Londra'da yaşayan ve Şiilerin Şirazi ekolü ile birlikte hareket eden, Peygamberin eşi Aişe ve diğer sahabeler hakkında yaptığı "kafir, fah..e, hırsız, yalancı, hom..ksüel v.b" açıklamalar nedeniyle Sünnilerce "Yasir el-Habis" olarak isimlendirilen Yasir el-Habib, açıklamanın yapıldığı Sistani'nin ofisini, yine benzer yönde açıklamalar yapan Mukteda Sadr'ı sert bir dille eleştirerek onları Şia'ya muhalifleri memnun etmek adına Şiileri üzmekle suçladı.





Yasir el-Habib'in Sistani'yi eleştirdiği konuşması

el-Habib Sistani'yi daha önceleri sevdiklerini, ona saygı duyduklarını, Ehl-i Sünnet aleyhine konuşmamasını "takiyye" icabı anlaşılır gördüklerini, hatta "takiyye" icabı yapılanı hata olarak tanımlamalarını de anlayabileceklerini ama açıklamanın dozajının sert olduğunu, Sistani'nin ofisinin ileri gittiğini belirtti.
el-Habib'in İran rejimini uygulamaları ve aralarındaki bazı itikadi sorunlar nedeniyle Humeyni'yi ve Hamaney'i ve onların ekolünden gelenleri, Sadr Hareketi'ni sert bir şekilde eleştirdiği fakat Sistani ve Necef'te Sistani etrafında kenetlenmiş diğer üç Şii mercii olan Iraklı Muhammed Said el-Hakim (1934-), Afganistanlı İshak Feyyaz (1930-) ve Pakistanlı Beşir Necefi'yi (1942-) Ehl-i Sünnet hakkında suskunluklarından dolayı mazur gördüğü, onların ve kendilerinin inançlarının bir olduğunu bildiklerini, bu Şii mercilerinin kitaplarında Şia inancının açıkça anlatıldığını belirttiği konuşmalarında sıkça geçmekteydi. Fakat Sistani'nin bu son açıklamalarının el-Habib'in Sistani hakkındaki konuşmalarında açık bir tavır değişikliğine neden olduğu gözlemleniyor.

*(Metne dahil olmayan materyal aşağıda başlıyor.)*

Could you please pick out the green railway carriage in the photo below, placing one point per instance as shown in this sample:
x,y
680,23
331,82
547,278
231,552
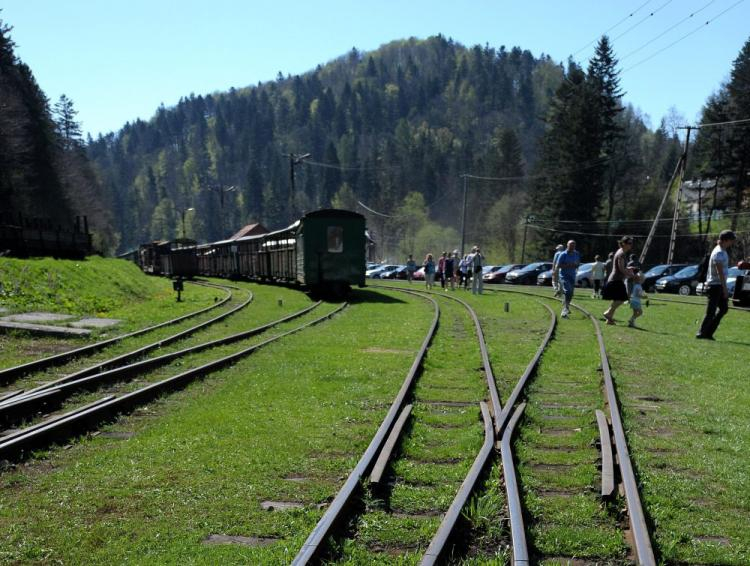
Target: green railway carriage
x,y
330,250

Sistani, ofisinden sorumlu mu?


el-Habib, Sistani'nin uzun yıllardır evinden çıkmadığını, ofisi ile ilgilenmediğini hatırlatarak bu insiyatifin Sistani'nin ofisinin başındaki oğlu Muhammed Rıza Sistani (1964-) tarafından da alınmış olabileceğini, fakat her halükarda Ali Sistani'nin kamuoyunda ofisinin çalışmalarından dolayı sorumlu görüldüğünü belirtti.



Ali Sistani'nin tüm çalışmalarının başındaki isim olan oğlu Muhammed Rıza Sistani, Hakim ailesinin önde gelen ismi Muhammed Bakır el-Hakim (1939-2003) ile birlikte Necef'teki evinde (Mayıs 2003)

Azamiye'de yürüyen ve Sahabelere hakaret eden Şiileri tebrik eden Habib Sistani'ye bu kişilerin büyük ihtimalle diğer çoğu Iraklı Şii gibi Sistani'nin tabileri olduğunu hatırlattı.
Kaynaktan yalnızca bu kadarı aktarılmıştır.